衆院選結果の出た12月17日の、いわば絶望の記事の最後に、
私は、『それでは第三の道はないのだろうか?』という問いを投げかけ、
それについて『私が小さな頭で精一杯に考えた、第三の道、というか、思いつくままの提言を
書いてみたいと思っています』と書きました。
それをぼちぼちやっていってみようと思います。

1.民主党改革

国民にとって、何が一番情けないでしょうか。
私はそれは、自民党の政治がよくないとわかっても、それを糺し得る、
自民党にNO!と言いうる政党が今、ない、ということなのではないかと思っています。
一強多弱の政治は、どのような結果を生むか、
いわゆる『決められる政治』がどんなに実は怖いものか、
国民の皆さんは今、身に染みて感じていらっしゃるのではないでしょうか。

ちょうど三年前、私はこんなつたない歌を詠んでみました。


受け皿無きを


今、振り返ってみれば、この頃はまだなんとましだったのだろうと思います。
私は、脱原発を望む人々の民意の受け皿がないということだけを嘆いていたからです。
脱原発のはっきりした意志と目標を掲げてくれた菅政権から、本質的には原発推進の
野田政権に変わったことを、激しく嘆いてはいたけれども、それでも、民主党の頃は、
まだ、国民の声を一応は掬いあげようという姿勢もわずかにでもあったし、何より、
あの頃は、私は、改憲の怖れがこのように目の前に近づいてこようとは思っていませんでした。

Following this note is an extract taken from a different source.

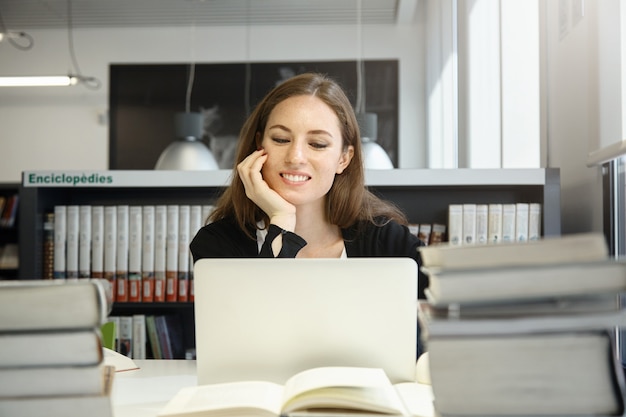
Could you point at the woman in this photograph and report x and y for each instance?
(298, 189)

『税と社会保障の一体改革』というものも、胡散臭いとは警戒しつつも、それが
自民党政権によって、このように社会保障の部分は切り捨てられ税制の改革だけが…
それも、大企業や資産家など富者のためになる改革だけがあからさまに行われる
今のような形のものに堕してしまおうとは思っていませんでした…
沖縄の普天間基地の辺野古への移転が、あのように沖縄の反対する人々を
実力行使で排除して強制的に工事再開へ突き進もうとは、
しかも、沖縄県知事に首相も官房長官も会わない、振興費はあからさまにカットする、などという
暴虐な政治が行われようとは思ってもみませんでした…
何よりも、閣議決定というようなもののみによって憲法の根幹をなし崩しにし、集団的自衛権
行使を可能にしてしまうような国民無視の手法がまかり通るなどとは思ってもみませんでした…

少なくとも、民主党政権であったならば、これほどの国民軽視の暴虐政治は
行われていなかったでありましょう。
明日は、民主党の代表選が行われます。
届け出順に、長妻氏、細野氏、岡田氏、の三氏の戦いになりますが、
ここで、私は言っておきます。


                     ***


民主党よ。代表選に投票する権利を有する民主党の支持者たちよ。
自民党と同じ政策をする人を、今回代表に選んでしまったら、民主党は本当に終わりだ。
はっきり言えば、細野氏はダメだ。
細野氏は、自分の色を鮮明に出さない日和見主義者だが、根っこは、民主党右派だ。
安倍自民党となんら変わらない一派だ。

民主党よ。まだ懲りないのか。
まだわからないのか。
国民があなたたちに何を求めているのか、それは、『自民党と違う政治をすること』だ。
自民党との対立軸を鮮明にして、自民党、とりわけ安倍政権の暴走を止めることのできる
強力な野党第一党を、国民はとりあえずは求めているのだよ。
せつないほどに求めているのだよ。


私は本来、社共の支持者だ。
それでも、なんとか原発を止めて欲しいゆえに、憲法第9条を守っていきたいがゆえに、
自民党の長年の一党独裁によってこの国に蔓延した権力構造の膿を、なんとか少しでも
出したいがゆえに、民主党をも応援している…してきた…

民主党は2つに別れよと言いたい。
自民党と同じ考えかたの議員は自民党とでも、維新とでも組んでしまえ。
自民としっかりした対立軸を掲げる議員だけが民主党に残れ。
一時は議員数ががくっと減るだろう。それでもいいのだ。
自民の暴虐を許さない!というしっかりした旗印を『鮮明に』掲げて、安倍政権と敢然と戦うならば、
次の選挙では、国民は民主党に票を投じるだろう。

民主党よ。もう一度野党の本分を尽くせ。
自民党と同じ政治をしていては、民主党の未来などないということを胆に銘じてやっていってくれ!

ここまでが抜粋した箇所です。